Monday, June 23, 2014

Don't Call It a Comeback

Over at The Quivering Pen blog, David Abrams has published his extensive and knowledgeable Great Big Roundup of 2014 Short Story Collections, as well as an addendum to that list, which together cite more than sixty short story collections. And Abrams has something interesting to say about each one of them. Even more short story collections have been or will be published in 2014—probably well over a hundred altogether. And you'll see posts on this blog from authors whose books we will be considering for The Story Prize throughout the year.

Please, please, please don't say that the short story is enjoying a renaissance or anything along those lines. It isn't. This is consistent with the output I've seen over ten years of reading story collections for The Story Prize. Just because someone is only noticing it now doesn't mean it's only happening now. The short story comeback piece is one of two no one should ever write again, in my opinion. Nor should it be the preamble to a review by a reviewer who clearly hasn't been keeping up.

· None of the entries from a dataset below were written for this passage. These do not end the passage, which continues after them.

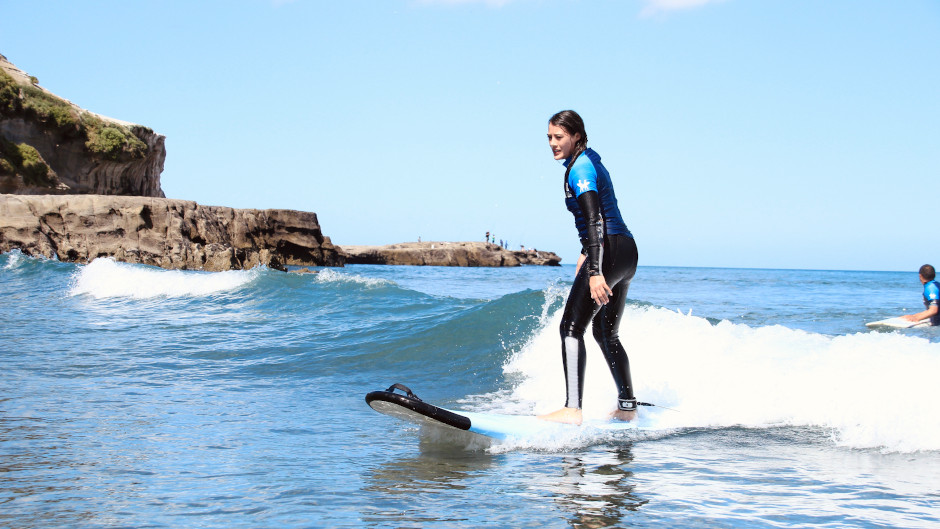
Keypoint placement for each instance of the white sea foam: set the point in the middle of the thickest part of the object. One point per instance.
(105, 278)
(874, 390)
(330, 276)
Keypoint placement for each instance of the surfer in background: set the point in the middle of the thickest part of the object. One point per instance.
(931, 297)
(605, 268)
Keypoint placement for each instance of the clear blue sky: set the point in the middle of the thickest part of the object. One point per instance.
(739, 133)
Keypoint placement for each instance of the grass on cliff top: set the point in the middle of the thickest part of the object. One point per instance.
(24, 160)
(111, 141)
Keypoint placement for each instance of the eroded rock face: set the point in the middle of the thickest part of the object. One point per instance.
(171, 234)
(74, 167)
(447, 254)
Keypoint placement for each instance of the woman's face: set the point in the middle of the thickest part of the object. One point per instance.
(561, 142)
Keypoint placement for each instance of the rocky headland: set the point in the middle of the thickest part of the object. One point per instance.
(48, 145)
(447, 254)
(172, 234)
(76, 185)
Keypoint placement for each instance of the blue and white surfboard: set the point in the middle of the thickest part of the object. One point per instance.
(409, 407)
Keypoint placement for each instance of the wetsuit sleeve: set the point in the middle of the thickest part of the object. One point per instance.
(583, 180)
(593, 244)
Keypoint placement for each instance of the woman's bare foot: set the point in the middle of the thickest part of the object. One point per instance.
(565, 415)
(622, 415)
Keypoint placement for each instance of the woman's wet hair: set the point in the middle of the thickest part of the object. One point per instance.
(573, 124)
(928, 272)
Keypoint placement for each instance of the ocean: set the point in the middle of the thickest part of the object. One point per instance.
(132, 396)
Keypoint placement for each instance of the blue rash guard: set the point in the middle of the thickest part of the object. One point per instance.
(588, 174)
(932, 297)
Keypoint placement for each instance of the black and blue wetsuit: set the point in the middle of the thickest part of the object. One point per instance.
(932, 297)
(610, 250)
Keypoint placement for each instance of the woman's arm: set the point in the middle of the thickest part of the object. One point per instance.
(593, 245)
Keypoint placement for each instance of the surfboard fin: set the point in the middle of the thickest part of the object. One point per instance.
(408, 393)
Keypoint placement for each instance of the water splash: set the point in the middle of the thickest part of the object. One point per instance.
(870, 390)
(106, 278)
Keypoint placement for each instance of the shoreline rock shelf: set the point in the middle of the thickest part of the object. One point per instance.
(171, 234)
(476, 254)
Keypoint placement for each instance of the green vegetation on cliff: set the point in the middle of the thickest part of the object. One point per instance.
(24, 160)
(109, 140)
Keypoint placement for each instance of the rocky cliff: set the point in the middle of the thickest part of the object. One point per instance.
(50, 146)
(446, 254)
(172, 234)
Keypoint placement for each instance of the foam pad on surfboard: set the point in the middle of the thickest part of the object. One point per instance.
(410, 408)
(898, 323)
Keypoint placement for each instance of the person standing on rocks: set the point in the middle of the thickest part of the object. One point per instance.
(605, 268)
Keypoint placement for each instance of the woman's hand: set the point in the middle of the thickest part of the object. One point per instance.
(600, 292)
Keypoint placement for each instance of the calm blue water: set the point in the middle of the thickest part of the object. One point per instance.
(137, 397)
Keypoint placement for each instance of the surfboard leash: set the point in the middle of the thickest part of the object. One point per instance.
(656, 405)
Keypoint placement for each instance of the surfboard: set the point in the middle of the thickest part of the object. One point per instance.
(408, 407)
(898, 323)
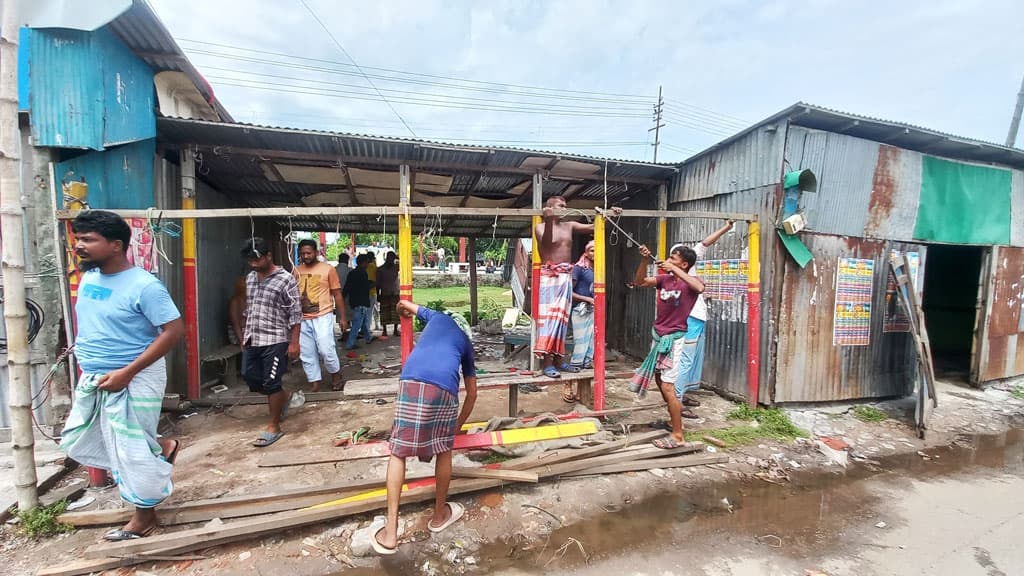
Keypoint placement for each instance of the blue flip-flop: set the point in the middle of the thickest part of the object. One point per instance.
(266, 439)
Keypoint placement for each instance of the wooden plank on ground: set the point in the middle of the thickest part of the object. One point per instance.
(70, 492)
(462, 442)
(677, 462)
(231, 506)
(496, 474)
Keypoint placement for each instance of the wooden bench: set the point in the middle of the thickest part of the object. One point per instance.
(225, 356)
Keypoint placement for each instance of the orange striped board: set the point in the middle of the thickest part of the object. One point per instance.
(462, 442)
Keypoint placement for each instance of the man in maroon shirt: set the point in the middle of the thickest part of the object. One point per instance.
(677, 293)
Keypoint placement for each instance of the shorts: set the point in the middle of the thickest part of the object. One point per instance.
(671, 374)
(264, 367)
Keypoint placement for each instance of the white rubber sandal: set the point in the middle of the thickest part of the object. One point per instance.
(457, 511)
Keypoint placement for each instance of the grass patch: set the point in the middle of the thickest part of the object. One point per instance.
(457, 297)
(42, 521)
(771, 424)
(869, 414)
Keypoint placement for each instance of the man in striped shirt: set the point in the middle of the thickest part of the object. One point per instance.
(273, 317)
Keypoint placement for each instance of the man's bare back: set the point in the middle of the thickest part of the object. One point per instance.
(555, 237)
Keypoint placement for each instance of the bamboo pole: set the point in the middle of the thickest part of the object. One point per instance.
(14, 312)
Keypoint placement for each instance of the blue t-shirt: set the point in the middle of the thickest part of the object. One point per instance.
(119, 316)
(441, 351)
(583, 281)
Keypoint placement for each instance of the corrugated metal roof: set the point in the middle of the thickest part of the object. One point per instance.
(885, 131)
(141, 30)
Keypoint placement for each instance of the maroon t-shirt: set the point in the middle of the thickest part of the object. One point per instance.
(675, 301)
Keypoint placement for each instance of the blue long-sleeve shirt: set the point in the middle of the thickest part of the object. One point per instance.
(443, 350)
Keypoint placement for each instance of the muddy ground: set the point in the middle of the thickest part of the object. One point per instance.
(522, 528)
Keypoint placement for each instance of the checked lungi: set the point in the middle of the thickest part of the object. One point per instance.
(425, 418)
(553, 316)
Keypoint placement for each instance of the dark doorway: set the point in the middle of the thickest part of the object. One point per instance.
(951, 277)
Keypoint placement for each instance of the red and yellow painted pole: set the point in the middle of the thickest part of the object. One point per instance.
(599, 312)
(754, 316)
(535, 289)
(406, 259)
(192, 300)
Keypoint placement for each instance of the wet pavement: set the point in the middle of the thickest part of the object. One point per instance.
(956, 510)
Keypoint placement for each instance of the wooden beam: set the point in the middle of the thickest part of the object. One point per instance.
(419, 165)
(496, 474)
(473, 317)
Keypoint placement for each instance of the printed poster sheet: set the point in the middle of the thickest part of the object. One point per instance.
(724, 280)
(895, 319)
(852, 326)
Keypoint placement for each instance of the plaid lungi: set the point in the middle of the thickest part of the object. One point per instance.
(389, 310)
(425, 418)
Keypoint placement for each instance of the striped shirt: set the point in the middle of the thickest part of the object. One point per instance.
(272, 307)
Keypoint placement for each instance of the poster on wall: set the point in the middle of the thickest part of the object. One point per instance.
(852, 323)
(895, 319)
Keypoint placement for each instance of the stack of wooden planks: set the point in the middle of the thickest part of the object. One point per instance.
(261, 515)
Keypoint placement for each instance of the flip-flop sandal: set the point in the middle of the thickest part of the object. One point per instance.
(381, 548)
(266, 439)
(666, 443)
(567, 396)
(457, 511)
(121, 535)
(552, 372)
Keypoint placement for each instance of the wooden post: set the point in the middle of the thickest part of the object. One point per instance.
(404, 257)
(190, 281)
(473, 319)
(535, 277)
(15, 313)
(754, 316)
(599, 312)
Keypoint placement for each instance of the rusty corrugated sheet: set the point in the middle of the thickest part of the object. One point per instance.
(725, 352)
(809, 367)
(752, 161)
(1006, 322)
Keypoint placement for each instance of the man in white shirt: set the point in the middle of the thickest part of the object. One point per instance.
(691, 361)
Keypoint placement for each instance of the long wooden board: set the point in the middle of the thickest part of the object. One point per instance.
(462, 442)
(681, 461)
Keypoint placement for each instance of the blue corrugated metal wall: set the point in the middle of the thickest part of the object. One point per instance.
(86, 89)
(120, 177)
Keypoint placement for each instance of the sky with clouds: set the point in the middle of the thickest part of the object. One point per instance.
(583, 76)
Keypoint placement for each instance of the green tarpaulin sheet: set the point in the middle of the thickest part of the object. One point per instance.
(963, 203)
(796, 248)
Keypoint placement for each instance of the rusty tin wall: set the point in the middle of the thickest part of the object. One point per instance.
(1004, 351)
(751, 162)
(809, 367)
(725, 353)
(866, 189)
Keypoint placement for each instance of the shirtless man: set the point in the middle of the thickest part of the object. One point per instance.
(555, 243)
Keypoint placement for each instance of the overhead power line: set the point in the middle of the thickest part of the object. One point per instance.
(344, 51)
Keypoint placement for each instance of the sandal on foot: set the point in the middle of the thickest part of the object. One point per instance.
(457, 511)
(266, 439)
(381, 548)
(667, 443)
(121, 535)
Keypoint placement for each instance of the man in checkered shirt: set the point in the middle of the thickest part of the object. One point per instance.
(273, 318)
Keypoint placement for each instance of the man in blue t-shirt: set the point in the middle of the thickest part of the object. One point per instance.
(126, 324)
(427, 415)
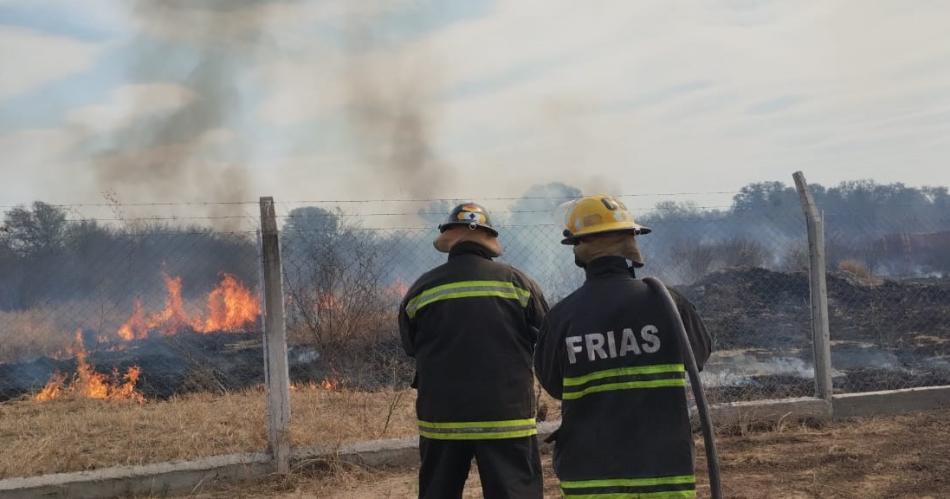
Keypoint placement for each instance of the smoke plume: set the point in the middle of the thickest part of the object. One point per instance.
(189, 152)
(390, 109)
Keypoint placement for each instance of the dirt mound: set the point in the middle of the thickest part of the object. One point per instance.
(756, 307)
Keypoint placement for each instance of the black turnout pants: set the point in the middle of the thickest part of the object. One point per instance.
(509, 468)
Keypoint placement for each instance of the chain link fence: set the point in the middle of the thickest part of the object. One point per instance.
(888, 298)
(161, 315)
(127, 339)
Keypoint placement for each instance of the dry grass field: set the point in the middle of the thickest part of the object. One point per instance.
(895, 457)
(902, 456)
(82, 434)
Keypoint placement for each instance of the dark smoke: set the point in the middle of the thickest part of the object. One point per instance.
(391, 112)
(186, 154)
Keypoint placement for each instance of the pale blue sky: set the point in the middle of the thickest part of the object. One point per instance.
(629, 97)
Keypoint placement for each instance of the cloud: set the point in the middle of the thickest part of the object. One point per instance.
(130, 103)
(29, 59)
(659, 96)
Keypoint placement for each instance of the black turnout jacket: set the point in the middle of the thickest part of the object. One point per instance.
(471, 325)
(608, 351)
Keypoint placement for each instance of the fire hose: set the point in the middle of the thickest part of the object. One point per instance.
(702, 407)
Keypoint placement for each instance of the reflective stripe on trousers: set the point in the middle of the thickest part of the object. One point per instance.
(668, 487)
(479, 430)
(625, 378)
(467, 289)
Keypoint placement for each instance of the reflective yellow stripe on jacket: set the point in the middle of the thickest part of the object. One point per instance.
(625, 378)
(666, 487)
(479, 430)
(467, 289)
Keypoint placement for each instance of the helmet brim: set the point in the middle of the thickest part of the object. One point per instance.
(636, 230)
(486, 228)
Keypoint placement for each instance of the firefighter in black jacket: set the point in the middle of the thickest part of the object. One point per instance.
(471, 325)
(608, 351)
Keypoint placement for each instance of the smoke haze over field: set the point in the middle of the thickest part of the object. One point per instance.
(217, 100)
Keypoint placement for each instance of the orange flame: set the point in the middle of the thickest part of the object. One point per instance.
(87, 383)
(231, 306)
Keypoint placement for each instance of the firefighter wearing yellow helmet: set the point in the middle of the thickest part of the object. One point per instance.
(609, 352)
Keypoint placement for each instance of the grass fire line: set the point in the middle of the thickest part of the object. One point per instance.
(230, 307)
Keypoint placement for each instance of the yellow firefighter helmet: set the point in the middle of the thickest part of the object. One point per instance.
(599, 214)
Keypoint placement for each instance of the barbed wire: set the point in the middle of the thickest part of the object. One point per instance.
(346, 201)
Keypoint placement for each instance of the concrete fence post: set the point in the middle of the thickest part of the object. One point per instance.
(821, 335)
(276, 372)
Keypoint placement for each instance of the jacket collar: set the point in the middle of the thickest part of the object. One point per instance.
(469, 248)
(608, 266)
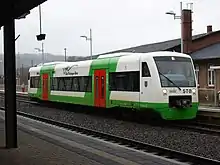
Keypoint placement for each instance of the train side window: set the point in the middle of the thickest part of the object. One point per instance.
(145, 70)
(124, 81)
(35, 82)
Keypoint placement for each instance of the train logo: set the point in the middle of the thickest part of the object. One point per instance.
(69, 70)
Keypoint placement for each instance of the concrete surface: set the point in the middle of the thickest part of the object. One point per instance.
(45, 144)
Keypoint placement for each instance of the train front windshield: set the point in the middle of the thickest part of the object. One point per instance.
(175, 71)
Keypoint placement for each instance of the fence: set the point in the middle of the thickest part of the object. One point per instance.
(18, 87)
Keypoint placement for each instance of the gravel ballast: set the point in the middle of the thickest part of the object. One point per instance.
(173, 138)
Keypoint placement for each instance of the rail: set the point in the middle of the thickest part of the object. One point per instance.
(161, 151)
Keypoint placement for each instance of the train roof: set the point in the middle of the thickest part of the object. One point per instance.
(130, 57)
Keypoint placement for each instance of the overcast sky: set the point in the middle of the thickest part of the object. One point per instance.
(116, 24)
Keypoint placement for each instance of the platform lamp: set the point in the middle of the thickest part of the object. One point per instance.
(89, 39)
(178, 17)
(41, 36)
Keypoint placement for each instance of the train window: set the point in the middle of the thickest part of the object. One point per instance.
(103, 87)
(145, 70)
(97, 86)
(68, 83)
(76, 84)
(54, 83)
(35, 82)
(80, 83)
(124, 81)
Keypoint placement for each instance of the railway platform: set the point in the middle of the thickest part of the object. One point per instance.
(44, 144)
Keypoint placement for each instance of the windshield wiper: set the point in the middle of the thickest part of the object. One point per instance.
(169, 80)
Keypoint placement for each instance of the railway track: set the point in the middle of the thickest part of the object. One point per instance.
(161, 151)
(200, 127)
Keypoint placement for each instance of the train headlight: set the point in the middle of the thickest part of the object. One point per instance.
(164, 92)
(193, 91)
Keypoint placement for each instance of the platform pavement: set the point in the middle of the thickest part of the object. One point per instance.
(45, 144)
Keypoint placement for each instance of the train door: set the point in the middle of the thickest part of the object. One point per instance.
(100, 88)
(145, 83)
(45, 87)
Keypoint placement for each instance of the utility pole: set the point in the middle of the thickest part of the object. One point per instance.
(65, 54)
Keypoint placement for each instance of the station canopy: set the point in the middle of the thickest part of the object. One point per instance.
(16, 9)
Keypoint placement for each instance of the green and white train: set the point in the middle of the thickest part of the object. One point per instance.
(163, 82)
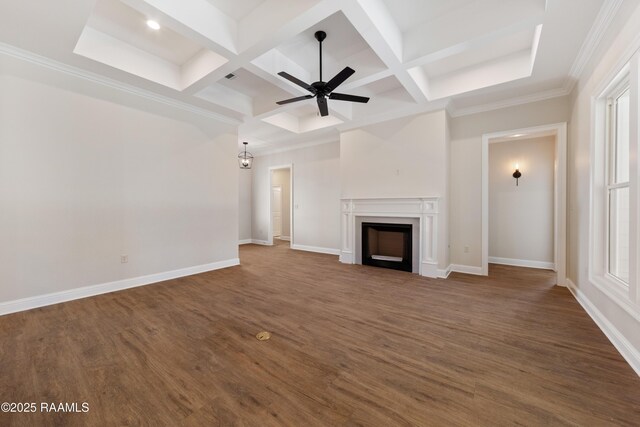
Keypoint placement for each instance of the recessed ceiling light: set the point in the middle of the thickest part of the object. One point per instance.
(153, 24)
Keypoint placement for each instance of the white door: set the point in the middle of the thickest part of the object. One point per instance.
(276, 211)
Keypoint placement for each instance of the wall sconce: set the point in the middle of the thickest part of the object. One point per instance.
(517, 174)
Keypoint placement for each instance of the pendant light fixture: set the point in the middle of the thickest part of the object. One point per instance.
(245, 159)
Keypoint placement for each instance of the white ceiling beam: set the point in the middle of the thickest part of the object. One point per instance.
(374, 23)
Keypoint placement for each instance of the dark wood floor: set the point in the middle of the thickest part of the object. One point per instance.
(351, 345)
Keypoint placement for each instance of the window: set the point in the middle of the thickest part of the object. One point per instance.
(614, 232)
(617, 188)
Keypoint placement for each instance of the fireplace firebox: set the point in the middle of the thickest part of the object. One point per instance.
(387, 245)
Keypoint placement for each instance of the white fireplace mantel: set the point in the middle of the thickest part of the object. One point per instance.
(423, 208)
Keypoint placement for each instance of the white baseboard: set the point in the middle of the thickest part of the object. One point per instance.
(443, 274)
(317, 249)
(522, 263)
(624, 347)
(103, 288)
(466, 269)
(261, 242)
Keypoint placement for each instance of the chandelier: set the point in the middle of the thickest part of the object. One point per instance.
(245, 159)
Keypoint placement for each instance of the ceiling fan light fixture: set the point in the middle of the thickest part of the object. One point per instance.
(321, 90)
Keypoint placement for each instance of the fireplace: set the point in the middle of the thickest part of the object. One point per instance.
(387, 245)
(420, 212)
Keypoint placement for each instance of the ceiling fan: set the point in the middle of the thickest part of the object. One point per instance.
(323, 90)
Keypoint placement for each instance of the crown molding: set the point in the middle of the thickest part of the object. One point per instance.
(24, 55)
(512, 102)
(592, 41)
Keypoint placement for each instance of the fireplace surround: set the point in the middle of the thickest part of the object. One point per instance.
(422, 213)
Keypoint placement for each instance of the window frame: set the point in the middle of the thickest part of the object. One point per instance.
(620, 85)
(627, 296)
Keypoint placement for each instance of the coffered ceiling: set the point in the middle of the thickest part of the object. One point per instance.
(409, 55)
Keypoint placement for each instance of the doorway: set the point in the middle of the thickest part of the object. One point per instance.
(558, 202)
(280, 205)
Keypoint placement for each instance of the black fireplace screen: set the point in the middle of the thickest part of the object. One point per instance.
(387, 245)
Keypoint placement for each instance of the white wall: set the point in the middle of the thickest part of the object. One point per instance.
(621, 321)
(465, 221)
(521, 217)
(85, 180)
(405, 157)
(316, 195)
(244, 204)
(281, 179)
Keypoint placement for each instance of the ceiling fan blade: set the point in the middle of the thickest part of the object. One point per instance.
(297, 81)
(322, 106)
(345, 97)
(339, 78)
(299, 98)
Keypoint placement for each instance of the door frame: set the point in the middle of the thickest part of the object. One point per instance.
(279, 187)
(560, 195)
(291, 210)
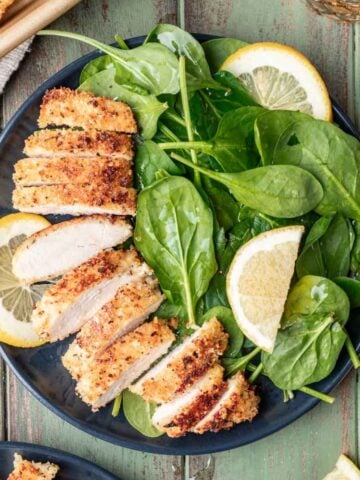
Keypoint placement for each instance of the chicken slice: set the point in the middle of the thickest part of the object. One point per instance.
(63, 106)
(68, 304)
(177, 417)
(26, 470)
(58, 248)
(123, 362)
(132, 304)
(184, 365)
(31, 172)
(239, 403)
(60, 142)
(72, 199)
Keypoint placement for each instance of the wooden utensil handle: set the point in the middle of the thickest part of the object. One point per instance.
(24, 23)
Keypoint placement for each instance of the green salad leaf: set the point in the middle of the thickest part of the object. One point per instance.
(174, 233)
(147, 108)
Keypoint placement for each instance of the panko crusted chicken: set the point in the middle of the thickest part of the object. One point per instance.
(76, 199)
(177, 417)
(32, 172)
(60, 247)
(77, 143)
(73, 108)
(184, 365)
(123, 362)
(73, 300)
(26, 470)
(132, 304)
(239, 403)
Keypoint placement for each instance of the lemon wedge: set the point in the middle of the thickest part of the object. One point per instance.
(344, 469)
(279, 77)
(258, 281)
(17, 300)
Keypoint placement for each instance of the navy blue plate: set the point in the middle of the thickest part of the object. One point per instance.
(71, 467)
(41, 371)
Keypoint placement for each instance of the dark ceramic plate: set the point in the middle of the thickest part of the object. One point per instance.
(71, 467)
(42, 373)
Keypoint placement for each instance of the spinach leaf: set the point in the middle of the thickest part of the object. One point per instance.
(152, 67)
(181, 42)
(232, 96)
(352, 289)
(226, 317)
(147, 108)
(139, 413)
(174, 233)
(327, 248)
(305, 352)
(269, 127)
(282, 191)
(313, 295)
(355, 252)
(233, 145)
(218, 50)
(332, 156)
(149, 160)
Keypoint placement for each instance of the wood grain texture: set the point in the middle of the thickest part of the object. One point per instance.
(28, 420)
(308, 448)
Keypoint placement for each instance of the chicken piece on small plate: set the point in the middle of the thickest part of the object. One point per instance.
(26, 470)
(179, 416)
(239, 403)
(131, 306)
(184, 365)
(73, 108)
(68, 304)
(123, 362)
(76, 199)
(60, 247)
(62, 142)
(33, 172)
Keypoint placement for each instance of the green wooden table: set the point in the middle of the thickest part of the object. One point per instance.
(308, 448)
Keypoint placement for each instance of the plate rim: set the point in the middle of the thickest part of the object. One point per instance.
(211, 447)
(35, 449)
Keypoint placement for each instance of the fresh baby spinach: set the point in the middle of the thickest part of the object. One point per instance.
(139, 414)
(147, 108)
(149, 160)
(282, 191)
(152, 66)
(174, 233)
(180, 43)
(327, 248)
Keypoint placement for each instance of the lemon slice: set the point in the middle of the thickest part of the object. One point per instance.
(16, 299)
(258, 282)
(279, 77)
(345, 469)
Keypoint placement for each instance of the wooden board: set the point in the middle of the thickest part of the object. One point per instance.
(308, 448)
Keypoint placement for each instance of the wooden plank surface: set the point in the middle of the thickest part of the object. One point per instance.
(308, 448)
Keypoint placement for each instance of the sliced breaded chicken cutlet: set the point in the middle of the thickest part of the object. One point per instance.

The other piece that I hope to never see again is the one on the death of the short story. It hasn't happened, and isn't going to happen, because writers will always be interested in exploring the many artistic and storytelling possibilities inherent in the form. Period. Established writers will continue to write stories or return to them. And emerging writers will start out writing them—and in many cases will continue to do so throughout their careers.

Two other angles that are equally dubious are taking potshots at MFA programs and bemoaning what someone might perceive to be a dominant style (past or present). Writing students aren't tabla rosas subject to the imposition of a particular style or approach. Most have already established their own approaches and are in a studio program to gain time to write and to hone their skills. And no one style has predominated in the past hundred years or more, despite perception. Examples to the contrary abound.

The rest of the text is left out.